Bear in mind that this is a hobby project and there is no guarantee whatsoever of support, correctness,
or fitness for any purpose.
## Goals
Backups written today (with at least Conserve 0.6) should be read (correctly!) by Conserve releases years into the future.
Conserve has a general goal that it should never rewrite, and so risk damaging, existing data in an archive.
Therefore, versioning cannot rely on upgrading archives.
Conserve's format today is fairly good but there is still scope and a desire to improve it by adding
features (e.g. encryption) and improving existing features (e.g. better encryption or serialization.)
Archives may become large, holding many versions of many files. Copying the whole archive might use a lot of time
and disk space, and this should be avoided. Therefore, it's strongly preferable that new format features be introduced
on a per-backup basis. Although there is a `conserve_archive_version: "0.6"` marker in the archive header my
goal is that it will never again need to be incremented.
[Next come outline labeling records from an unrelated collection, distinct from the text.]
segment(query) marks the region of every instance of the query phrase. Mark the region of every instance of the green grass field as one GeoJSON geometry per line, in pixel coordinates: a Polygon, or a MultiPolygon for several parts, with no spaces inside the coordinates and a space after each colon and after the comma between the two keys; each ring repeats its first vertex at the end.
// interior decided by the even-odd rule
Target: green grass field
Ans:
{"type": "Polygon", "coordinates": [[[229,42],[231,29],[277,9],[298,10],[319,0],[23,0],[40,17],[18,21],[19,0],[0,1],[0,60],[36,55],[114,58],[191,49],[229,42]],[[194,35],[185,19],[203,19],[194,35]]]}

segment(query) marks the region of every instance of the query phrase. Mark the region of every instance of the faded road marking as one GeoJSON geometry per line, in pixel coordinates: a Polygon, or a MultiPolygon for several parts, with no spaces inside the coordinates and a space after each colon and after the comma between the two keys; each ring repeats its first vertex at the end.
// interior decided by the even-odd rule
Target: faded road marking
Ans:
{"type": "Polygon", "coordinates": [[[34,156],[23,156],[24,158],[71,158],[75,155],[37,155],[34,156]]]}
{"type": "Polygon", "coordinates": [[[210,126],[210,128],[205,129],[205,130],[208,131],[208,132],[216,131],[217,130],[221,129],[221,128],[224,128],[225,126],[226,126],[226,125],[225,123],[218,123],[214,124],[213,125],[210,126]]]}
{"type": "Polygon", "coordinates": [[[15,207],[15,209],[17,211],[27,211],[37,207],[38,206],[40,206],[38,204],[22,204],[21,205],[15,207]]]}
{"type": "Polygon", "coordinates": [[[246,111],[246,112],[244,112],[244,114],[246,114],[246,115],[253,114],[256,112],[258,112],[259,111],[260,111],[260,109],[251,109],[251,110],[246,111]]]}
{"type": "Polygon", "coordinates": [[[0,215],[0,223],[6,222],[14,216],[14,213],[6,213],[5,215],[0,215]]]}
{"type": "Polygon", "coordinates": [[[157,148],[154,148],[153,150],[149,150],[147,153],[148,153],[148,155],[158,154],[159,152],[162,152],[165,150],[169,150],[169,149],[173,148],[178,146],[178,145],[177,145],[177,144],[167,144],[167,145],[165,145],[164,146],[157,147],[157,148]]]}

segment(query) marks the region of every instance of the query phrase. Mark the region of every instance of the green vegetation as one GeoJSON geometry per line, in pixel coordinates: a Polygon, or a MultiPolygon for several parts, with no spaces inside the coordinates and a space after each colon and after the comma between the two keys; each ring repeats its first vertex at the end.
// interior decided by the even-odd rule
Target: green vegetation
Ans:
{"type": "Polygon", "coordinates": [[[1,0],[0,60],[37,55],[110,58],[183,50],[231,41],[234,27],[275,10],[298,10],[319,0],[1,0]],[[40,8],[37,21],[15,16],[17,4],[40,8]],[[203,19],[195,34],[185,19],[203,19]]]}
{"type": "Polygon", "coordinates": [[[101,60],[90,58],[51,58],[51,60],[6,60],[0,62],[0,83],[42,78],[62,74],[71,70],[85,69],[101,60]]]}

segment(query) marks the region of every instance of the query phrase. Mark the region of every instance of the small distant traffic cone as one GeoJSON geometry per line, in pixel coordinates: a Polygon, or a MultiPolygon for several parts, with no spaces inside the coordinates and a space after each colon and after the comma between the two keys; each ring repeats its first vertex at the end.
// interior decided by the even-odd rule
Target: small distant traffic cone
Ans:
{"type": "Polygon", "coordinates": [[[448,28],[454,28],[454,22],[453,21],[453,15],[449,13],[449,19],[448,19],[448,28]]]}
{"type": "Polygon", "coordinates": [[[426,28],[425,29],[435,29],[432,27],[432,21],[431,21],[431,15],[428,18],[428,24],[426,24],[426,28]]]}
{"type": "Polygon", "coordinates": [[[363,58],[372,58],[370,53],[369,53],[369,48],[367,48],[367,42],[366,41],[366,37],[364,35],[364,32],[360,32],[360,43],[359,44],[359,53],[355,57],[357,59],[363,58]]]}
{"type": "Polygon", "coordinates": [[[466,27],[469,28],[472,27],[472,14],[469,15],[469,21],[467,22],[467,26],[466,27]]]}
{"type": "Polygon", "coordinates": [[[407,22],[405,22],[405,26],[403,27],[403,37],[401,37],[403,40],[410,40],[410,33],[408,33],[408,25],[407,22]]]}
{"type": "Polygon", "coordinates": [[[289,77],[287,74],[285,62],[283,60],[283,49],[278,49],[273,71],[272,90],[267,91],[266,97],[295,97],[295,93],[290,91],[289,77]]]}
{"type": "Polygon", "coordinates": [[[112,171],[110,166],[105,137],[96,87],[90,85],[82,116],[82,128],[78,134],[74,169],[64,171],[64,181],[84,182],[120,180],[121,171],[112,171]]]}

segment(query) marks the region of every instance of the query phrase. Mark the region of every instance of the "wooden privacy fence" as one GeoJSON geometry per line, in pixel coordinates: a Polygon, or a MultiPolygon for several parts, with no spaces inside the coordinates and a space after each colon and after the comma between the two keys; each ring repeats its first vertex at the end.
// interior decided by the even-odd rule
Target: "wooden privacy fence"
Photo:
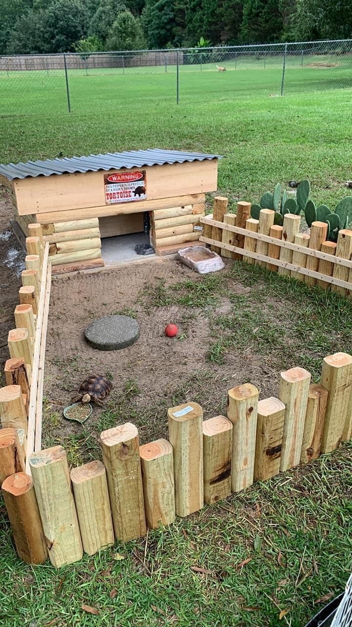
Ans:
{"type": "Polygon", "coordinates": [[[28,255],[22,272],[16,328],[9,331],[10,359],[5,364],[6,386],[0,389],[0,481],[13,472],[30,473],[29,456],[41,447],[43,386],[51,266],[49,244],[40,224],[28,225],[28,255]]]}
{"type": "Polygon", "coordinates": [[[60,567],[333,451],[352,435],[352,356],[325,357],[319,384],[303,368],[281,372],[277,398],[234,387],[227,416],[203,421],[193,402],[167,416],[170,441],[140,446],[126,423],[101,433],[103,463],[71,472],[60,446],[34,447],[27,472],[14,471],[16,431],[4,429],[2,487],[19,557],[60,567]]]}
{"type": "Polygon", "coordinates": [[[256,220],[251,218],[250,203],[238,203],[234,214],[226,213],[227,202],[216,197],[212,215],[200,218],[200,241],[223,256],[265,266],[309,285],[350,296],[352,231],[343,229],[337,243],[329,241],[324,222],[313,222],[310,234],[299,233],[299,216],[286,214],[279,226],[274,224],[275,212],[271,209],[262,209],[256,220]]]}

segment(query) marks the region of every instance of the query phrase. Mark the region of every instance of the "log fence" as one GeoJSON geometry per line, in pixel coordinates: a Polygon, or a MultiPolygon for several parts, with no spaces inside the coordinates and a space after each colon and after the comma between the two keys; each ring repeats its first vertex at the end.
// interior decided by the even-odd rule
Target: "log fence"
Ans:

Command-line semantics may be relied upon by scripts. Command line arguments should not change behavior
in a way that would foreseeably break scripts. It may be OK to deprecate and eventually remove command-line
options if the case is well justified.
## Non-goals
I postulate that it's always relatively easy to install an old or new Rust toolchain, and to build
or install a new Conserve binary. Therefore, there is not much likelihood anyone will need to use an
old Conserve release to read newer backups, and therefore there is no need to constrain new
releases to write old formats.
Although Conserve can be built as a library, the library API is currently considered private to the `conserve` binary, and
there are no promises of stability for the library API.
## Versioning strategy
In this situation of gradual and backward compatible evolution and improvement,
there is no obvious place for a 1.0 release nor for a 2.0. Instead of staying
in 0.6 forever, I've decided to switch to CalVer versioning. (<https://
nick.groenen.me/posts/switching-obsidian-export-to-calver/> makes a similar
case.)
After 0.6.16 releases will be numbered `YY.MM`, with no leading zeros on the month,
as described in <https://calver.org/>.
Patch releases are expected to be rare but may be numbered as `YY.MM.pp`.
Backup band headers include the minimum Conserve version needed to correctly read and validate the band.
This does _not_ need to be bumped if there is additional data that old versions can safely ignore:
for example, old versions that don't understand file owners can simply ignore them.